Guitarist – March 2023
English | 133 pages | pdf | 122.95 MB
In 1968 and ’69, the legendary French yachtsman Bernard Moitessier was sailing in the prestigious Golden Globe Race for the fastest solo circumnavigation of the planet by sail. He stood to win a large prize pot and instant fame if he won the race and was well placed to do so. However, after rounding Cape Horn, he pulled alongside a passing ship and used a slingshot to fire a message onto its deck.
It contained a statement to the effect that he was pulling out of the race, with immediate effect “because I am happy at sea and perhaps to save my soul”. Then he set a course for the Pacific, with no other goal than complete freedom.

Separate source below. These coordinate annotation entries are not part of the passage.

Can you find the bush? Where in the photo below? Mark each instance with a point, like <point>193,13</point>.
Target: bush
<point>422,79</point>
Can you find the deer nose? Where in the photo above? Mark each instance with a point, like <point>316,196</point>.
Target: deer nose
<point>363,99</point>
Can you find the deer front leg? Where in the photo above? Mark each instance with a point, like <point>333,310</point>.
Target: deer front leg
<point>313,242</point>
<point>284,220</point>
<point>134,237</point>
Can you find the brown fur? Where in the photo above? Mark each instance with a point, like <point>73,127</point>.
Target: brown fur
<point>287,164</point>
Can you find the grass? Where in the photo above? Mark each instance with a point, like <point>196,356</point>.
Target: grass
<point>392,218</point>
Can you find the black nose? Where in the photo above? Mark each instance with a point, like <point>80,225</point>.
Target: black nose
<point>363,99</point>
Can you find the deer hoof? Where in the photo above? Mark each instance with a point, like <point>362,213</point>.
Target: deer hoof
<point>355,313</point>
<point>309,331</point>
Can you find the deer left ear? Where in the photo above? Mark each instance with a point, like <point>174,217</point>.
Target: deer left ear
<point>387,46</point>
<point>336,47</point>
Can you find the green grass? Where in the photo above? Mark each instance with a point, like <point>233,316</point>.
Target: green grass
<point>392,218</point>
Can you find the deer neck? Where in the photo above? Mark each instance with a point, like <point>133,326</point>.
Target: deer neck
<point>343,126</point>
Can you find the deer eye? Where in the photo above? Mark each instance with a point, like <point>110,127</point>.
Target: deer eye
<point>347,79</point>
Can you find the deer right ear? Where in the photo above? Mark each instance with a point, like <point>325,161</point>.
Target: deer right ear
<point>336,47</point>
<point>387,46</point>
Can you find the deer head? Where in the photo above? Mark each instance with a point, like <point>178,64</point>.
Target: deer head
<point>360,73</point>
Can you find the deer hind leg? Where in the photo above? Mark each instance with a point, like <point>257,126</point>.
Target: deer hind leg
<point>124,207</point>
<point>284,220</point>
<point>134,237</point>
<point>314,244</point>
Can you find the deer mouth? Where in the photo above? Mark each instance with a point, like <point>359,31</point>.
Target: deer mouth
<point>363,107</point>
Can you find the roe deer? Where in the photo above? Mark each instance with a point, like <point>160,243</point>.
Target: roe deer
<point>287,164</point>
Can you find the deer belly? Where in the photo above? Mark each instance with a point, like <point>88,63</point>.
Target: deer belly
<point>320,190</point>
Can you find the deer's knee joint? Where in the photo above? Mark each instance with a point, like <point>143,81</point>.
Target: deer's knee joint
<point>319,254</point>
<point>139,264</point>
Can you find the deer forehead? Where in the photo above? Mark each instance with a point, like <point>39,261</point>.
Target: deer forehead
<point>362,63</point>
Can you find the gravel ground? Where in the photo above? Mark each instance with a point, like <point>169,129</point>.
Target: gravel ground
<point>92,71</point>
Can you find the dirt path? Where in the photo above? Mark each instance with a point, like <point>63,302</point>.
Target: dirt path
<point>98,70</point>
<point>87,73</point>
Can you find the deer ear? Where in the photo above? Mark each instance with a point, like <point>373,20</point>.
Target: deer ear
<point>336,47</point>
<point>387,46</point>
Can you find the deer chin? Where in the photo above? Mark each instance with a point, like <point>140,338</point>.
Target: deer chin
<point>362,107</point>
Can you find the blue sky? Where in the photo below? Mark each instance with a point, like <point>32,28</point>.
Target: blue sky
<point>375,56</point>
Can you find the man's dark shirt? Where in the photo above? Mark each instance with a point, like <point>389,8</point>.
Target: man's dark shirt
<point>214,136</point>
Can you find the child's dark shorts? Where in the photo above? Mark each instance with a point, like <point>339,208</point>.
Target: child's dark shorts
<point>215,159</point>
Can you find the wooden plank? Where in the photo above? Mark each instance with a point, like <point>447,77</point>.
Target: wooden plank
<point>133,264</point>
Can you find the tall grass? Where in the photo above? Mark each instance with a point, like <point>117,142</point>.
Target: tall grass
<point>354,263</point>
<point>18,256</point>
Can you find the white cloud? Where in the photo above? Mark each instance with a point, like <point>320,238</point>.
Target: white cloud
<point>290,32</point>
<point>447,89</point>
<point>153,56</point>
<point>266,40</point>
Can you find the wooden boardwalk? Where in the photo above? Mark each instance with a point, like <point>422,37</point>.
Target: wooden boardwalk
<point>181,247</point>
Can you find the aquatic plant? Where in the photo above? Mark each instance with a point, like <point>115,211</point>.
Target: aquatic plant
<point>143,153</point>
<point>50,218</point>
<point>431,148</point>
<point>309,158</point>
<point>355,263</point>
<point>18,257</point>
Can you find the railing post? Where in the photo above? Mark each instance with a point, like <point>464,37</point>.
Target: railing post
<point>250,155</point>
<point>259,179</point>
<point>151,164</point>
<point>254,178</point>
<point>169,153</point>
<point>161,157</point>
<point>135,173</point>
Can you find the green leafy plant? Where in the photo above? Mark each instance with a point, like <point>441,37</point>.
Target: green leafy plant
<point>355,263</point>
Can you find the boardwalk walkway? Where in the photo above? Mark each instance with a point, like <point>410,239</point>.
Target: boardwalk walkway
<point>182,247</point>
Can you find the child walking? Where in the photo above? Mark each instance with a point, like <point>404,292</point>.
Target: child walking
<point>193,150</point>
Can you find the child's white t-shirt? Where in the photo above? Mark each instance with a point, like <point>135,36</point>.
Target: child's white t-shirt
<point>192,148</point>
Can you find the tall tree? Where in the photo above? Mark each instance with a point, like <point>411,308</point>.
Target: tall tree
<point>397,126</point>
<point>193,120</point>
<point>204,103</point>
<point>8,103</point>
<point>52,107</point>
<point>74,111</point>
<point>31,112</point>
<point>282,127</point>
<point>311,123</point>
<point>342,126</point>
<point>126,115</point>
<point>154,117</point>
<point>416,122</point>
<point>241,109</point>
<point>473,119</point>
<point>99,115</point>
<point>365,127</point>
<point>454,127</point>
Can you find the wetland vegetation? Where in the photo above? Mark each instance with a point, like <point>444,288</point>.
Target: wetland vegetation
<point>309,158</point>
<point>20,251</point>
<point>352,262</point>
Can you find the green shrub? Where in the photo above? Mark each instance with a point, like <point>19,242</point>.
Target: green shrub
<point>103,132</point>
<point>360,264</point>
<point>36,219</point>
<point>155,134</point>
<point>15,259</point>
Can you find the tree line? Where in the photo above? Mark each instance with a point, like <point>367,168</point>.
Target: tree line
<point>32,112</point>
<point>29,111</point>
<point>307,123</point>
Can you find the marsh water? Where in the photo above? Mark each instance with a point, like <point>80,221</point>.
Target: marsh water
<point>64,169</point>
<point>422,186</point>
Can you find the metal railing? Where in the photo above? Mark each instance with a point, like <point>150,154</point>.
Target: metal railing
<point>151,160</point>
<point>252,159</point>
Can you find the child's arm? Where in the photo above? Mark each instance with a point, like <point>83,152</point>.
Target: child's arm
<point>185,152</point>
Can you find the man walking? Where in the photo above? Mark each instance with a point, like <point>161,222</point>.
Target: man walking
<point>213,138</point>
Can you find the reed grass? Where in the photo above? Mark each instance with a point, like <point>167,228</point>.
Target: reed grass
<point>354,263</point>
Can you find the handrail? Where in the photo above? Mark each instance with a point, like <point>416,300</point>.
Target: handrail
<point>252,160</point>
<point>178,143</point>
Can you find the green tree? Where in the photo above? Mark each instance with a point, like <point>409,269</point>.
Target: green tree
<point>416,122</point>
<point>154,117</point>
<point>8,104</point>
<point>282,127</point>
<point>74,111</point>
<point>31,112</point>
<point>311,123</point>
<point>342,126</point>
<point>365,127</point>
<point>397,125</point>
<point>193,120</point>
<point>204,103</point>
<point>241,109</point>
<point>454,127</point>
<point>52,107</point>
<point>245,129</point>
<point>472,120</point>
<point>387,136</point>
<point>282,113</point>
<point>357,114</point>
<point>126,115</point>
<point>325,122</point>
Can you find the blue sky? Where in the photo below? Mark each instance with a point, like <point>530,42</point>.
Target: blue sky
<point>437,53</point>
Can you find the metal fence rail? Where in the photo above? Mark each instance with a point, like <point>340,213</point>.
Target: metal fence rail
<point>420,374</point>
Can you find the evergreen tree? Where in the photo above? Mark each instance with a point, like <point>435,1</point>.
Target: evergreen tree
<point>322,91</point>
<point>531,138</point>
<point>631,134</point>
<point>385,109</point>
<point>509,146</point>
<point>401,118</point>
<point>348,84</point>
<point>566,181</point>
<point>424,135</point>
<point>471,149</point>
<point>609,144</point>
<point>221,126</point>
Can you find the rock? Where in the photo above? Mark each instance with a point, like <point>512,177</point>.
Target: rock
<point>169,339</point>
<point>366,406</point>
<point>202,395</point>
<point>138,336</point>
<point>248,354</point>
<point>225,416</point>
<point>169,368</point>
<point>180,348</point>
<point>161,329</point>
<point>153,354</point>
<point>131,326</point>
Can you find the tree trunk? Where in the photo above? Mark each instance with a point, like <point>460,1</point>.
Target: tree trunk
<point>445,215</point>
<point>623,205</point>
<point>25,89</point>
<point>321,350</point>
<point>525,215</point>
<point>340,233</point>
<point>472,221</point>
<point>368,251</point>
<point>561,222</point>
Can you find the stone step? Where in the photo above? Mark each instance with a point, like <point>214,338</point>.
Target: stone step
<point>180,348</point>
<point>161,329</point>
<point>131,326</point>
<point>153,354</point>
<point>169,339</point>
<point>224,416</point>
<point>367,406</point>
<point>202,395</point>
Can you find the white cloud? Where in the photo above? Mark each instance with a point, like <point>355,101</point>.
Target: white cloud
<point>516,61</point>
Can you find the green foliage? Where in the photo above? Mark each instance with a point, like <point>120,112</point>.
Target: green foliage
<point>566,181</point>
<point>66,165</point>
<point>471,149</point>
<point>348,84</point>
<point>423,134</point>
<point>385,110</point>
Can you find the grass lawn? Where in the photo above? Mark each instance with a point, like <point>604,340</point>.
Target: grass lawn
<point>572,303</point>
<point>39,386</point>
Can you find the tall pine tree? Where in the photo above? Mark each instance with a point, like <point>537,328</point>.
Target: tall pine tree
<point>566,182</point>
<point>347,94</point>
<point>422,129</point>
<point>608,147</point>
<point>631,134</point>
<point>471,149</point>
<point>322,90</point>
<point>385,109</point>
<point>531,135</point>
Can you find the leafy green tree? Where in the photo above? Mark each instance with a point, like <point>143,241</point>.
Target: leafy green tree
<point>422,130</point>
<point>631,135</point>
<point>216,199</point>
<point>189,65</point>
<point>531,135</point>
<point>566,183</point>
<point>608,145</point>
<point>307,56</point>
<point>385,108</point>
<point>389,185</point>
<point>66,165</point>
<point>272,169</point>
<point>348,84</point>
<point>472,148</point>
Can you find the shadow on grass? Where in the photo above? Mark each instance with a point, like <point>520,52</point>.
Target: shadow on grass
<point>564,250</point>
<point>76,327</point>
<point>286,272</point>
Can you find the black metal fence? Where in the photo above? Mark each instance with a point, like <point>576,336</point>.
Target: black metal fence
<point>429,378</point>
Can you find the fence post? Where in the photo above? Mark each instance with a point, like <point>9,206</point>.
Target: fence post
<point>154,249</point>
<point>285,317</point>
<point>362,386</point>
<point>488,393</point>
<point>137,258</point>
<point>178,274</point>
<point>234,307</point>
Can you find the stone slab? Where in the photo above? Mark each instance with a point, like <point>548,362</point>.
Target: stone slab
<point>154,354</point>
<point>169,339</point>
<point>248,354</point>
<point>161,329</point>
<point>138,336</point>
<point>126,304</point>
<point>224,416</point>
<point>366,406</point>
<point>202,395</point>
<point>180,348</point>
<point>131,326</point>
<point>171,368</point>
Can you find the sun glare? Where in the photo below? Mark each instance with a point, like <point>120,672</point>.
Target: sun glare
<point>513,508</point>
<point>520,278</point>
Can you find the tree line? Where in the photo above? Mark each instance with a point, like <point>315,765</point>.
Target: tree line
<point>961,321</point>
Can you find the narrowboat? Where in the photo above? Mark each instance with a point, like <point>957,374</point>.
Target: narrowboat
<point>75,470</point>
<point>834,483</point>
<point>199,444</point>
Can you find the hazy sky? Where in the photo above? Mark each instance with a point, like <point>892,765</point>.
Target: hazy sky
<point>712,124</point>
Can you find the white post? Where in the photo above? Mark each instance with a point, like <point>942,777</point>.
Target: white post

It’s a fitting coincidence that, almost at the same time, Jeff Beck released his first solo album with The Jeff Beck Group, entitled Truth, after leaving The Yardbirds under a cloud of illness and disillusionment (see page 63). Like Moitessier, Beck never wanted to run someone else’s race. And if chart success and fame was welcome, it was never his driving force. By his own admission, Beck felt he had failed if he didn’t push the art of playing guitar a little further with each record, each tour, each gig.
It’s also telling that his greatest commercial hit, Hi Ho Silver Lining, was also the achievement he was, perhaps, least proud of. For if he never quite matched the giddying celebrity of contemporaries such as Eric Clapton and Jimmy Page, he was rich in a rarer coin: respect.
Few guitarists are so widely admired for sheer virtuosity as Jeff Beck.
As he was rarely far from a stage, you could always go and see Jeff Beck play, somewhere or other – for by refusing the straitjacket of commercialism, he never lost his love of playing, or his freedom. Like Moitessier, he was happiest charting his own course. We hope you enjoy this Magazine issue’s tribute to his life and music.